I had the same problem, and people saying it's not actually a problem (as I saw on some related threads) doesn't help the situation. This kind of problem hurts whenever you have to deal with timezones and DST, and I always feel that I have to re-learn it every time.

I was dealing with epoch times as much as possible (it's a charting application), but there were times when I needed to use NSDate and NSCalendar (namely, for formatting the axis labels, and for marking calendar months, quarters and years). I struggled with this for a day or so, trying to set various timezones on calendars and suchlike.

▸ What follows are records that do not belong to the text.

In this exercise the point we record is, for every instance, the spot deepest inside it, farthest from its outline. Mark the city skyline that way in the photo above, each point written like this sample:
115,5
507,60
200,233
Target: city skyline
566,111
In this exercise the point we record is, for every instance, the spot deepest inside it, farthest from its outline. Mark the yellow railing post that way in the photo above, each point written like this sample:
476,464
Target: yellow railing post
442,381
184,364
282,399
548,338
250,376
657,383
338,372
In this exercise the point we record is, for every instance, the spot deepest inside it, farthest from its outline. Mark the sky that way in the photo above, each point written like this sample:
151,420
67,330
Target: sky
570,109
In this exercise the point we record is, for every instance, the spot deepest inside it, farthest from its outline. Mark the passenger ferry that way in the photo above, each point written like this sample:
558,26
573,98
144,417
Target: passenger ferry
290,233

In the end I found that the following line of code in my app delegate helped immensely:-

// prevent DST bugs by setting default timezone for app
    if let utcZone = NSTimeZone(abbreviation: "UTC") {
        NSTimeZone.setDefaultTimeZone(utcZone)
    }

On top of this, the source data had to be sanitised, so whenever I used an NSDateFormatter on incoming data, I made sure I set its time zone to the correct one for the data source (in my case, it was GMT). This gets rid of nasty DST issues in the data source and ensures all the resultant NSDates can be converted nicely into epoch times without worrying about DST.

Echelon
  • 7,306
  • 1
  • 36
  • 34
0

Another solution would be to check the hour component of the date, and in case it is 1 or 23 (instead of 0) just change the date by using Calendar.current.date(byAdding: .hour, value: -1, to: currentDate) or Calendar.current.date(byAdding: .hour, value: 1, to: currentDate) respectively.